I got through thanks to an immense amount of nitrous gas, much to Ant’s glee/pride. I got extremely upset when it came time to push and my beloved nitrous got swapped for shitty pointless oxygen… this all goes somewhat towards explaining why I had a mask-shaped tender area on my face the next day, and a weird grey pallor and numb fingers in my right hand for weeks after. Oh nitrous, you were the best.
My other strong memories of this time include being internally furious every time I could hear Ant eating all the tasty snacks we packed in the hospital bag. I couldn’t eat anything, though in his defence Ant was a very diligent water-boy (cordial-boy?). Also vivid was the woman in the next room going full primal scream, prompting Sara to pause and then sagely reassure us ‘it doesn’t have to be like that’.
Anyway, we eventually got a baby at the end! Hurrah. A 4kg chunkster with so many of Ant’s features that a paternity test was definitely not required.
She’d been thoroughly gross in the womb and soiled the amniotic fluid, so was instantly whisked away to get flushed out – none of the romantic Dad cutting the cord/delayed cord clamping from our slightly crunchy granola birth plan. At that point I really didn’t care too much about what was happening, as long as I didn’t need to do anything more myself…
The first fifteen minutes or so were a blur of feeding and stitches and measurements with a load of doctors and midwives present. The good news is she was strong and healthy, and apparently trying to a crawl straight out of a the blocks. Such a little viking.
Eventually we were left on our own for a little peace and quiet, and finally delivered some food – complete with celebratory birthday Dannebrog of course. Some time after this point Ant was also offered a celebratory go on the nitrous, thus achieving his personal objective for the birth.
Somewhere along the way and much to Ant’s horror I lost a litre of blood, so we weren’t sent home after the threatened 4-6 hours that is the norm with an uncomplicated birth in Denmark. We instead spent two days in the hospital bombarding any nurse dumb enough to come near us with a million questions that all boiled down to ‘how the fuck do you look after a baby?”.
I’m really glad we had those few days buffer before going home, largely because I’ve never been more exhausted – it was astonishing how hard it was to execute basic tasks. Ant was immediately thrown in the deep end changing nappies and fetching supplies while I was effectively bed-ridden.
This is a gross tangent, but during this time we somehow got stuck using the hideous baby doona that we’d had since the delivery.

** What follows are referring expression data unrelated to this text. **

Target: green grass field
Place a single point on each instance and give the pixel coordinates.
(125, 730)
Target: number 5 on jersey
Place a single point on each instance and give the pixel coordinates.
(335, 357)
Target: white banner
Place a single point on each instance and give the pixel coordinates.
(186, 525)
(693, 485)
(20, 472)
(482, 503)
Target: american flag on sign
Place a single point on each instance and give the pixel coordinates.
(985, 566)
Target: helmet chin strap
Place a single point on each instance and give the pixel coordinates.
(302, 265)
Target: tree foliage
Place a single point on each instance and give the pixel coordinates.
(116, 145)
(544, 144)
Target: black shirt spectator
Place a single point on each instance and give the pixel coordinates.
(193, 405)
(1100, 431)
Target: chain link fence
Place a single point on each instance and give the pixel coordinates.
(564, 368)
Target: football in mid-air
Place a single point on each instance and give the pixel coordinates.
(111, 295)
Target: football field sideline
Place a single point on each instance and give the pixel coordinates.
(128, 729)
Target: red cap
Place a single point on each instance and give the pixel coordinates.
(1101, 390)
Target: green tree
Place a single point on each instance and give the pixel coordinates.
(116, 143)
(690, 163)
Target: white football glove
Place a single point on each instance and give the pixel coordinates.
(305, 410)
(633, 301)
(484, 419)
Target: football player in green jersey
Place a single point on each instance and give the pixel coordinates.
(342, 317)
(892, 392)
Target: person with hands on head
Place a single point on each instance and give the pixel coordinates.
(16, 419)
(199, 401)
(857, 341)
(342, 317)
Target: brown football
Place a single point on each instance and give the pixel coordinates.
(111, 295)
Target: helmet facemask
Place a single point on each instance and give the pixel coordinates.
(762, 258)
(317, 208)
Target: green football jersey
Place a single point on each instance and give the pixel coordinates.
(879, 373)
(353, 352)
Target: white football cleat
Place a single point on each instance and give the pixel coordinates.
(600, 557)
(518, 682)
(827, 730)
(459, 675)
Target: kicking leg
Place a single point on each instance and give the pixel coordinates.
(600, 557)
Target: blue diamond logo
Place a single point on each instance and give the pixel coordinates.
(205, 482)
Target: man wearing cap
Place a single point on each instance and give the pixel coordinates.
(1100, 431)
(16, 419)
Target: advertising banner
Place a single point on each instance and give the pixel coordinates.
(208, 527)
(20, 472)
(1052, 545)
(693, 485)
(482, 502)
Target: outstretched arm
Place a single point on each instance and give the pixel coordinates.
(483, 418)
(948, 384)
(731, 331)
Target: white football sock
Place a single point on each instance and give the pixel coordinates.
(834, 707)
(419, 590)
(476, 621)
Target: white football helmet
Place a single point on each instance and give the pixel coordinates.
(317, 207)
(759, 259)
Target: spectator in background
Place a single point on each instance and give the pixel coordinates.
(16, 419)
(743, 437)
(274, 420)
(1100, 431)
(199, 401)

We nicknamed it the murder blanket because it looked like something you find wrapped around a body in a dumpster. Only on the last day did a nurse think to tell us we could get a new cover. The lesson here is it pays to be more assertive in the Danish hospital system!

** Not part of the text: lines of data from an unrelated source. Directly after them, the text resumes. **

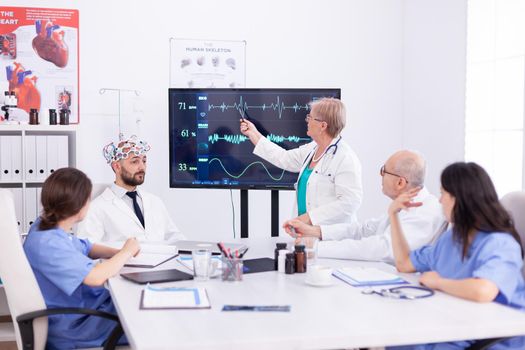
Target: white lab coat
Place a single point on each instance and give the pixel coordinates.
(109, 218)
(334, 190)
(372, 240)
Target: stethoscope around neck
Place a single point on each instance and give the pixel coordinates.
(312, 152)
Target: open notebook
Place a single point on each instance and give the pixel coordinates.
(367, 276)
(174, 298)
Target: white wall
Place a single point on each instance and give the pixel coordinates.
(370, 49)
(434, 75)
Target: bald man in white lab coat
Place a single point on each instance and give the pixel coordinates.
(371, 240)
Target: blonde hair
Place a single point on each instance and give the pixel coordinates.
(333, 112)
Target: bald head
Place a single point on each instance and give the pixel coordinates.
(409, 164)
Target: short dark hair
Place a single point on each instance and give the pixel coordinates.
(477, 206)
(64, 194)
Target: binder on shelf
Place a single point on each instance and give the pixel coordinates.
(38, 201)
(30, 206)
(5, 158)
(16, 157)
(62, 151)
(30, 158)
(41, 157)
(52, 154)
(17, 197)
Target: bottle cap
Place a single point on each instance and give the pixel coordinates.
(283, 252)
(299, 248)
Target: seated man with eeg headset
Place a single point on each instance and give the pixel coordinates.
(124, 210)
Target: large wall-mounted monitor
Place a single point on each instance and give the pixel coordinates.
(207, 149)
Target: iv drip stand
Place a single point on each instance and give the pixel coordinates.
(102, 91)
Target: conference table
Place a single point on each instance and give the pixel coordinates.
(333, 317)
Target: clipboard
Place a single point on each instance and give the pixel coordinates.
(174, 298)
(157, 276)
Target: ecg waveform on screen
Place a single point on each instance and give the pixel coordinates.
(238, 139)
(243, 106)
(245, 169)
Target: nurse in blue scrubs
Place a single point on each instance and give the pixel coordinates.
(66, 268)
(478, 259)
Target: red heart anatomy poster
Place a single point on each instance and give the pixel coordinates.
(39, 59)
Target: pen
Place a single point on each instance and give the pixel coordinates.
(242, 115)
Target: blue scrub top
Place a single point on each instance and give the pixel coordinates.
(301, 190)
(60, 263)
(492, 256)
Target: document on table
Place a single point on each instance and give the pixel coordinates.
(367, 276)
(150, 255)
(174, 298)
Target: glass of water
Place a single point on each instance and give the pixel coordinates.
(201, 264)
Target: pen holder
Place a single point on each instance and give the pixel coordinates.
(232, 269)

Eventually our two days in hospital were up and we psyched up to head home, after first retrieving my shoes from the delivery room etc. I think Ant was looking forward to having a designated bed again having spent two nights sleeping upright in chairs or sneaking naps in empty hospital beds, or mostly not sleeping at all because he was holding the baby while I slept. That said, we were obviously terrified at the thought of being left to parent this small human on our own when we clearly had no idea what we were doing. The baby seemed up for the adventure though…
That’s of course not all the details, but I don’t think it would be very interesting for me to wax lyrical about just how awful contractions are and/or how much I hated the yoga ball and being ‘rebozo-ed’ by Ant and the midwife. I just want to conclude by saying anyone who says you forget the pain once it’s over it totally tripping – I can definitely recall how brutal the whole experience was, and plan on holding that over my child much as my own mother holds our respective deliveries over me and my sisters. It’s only fair.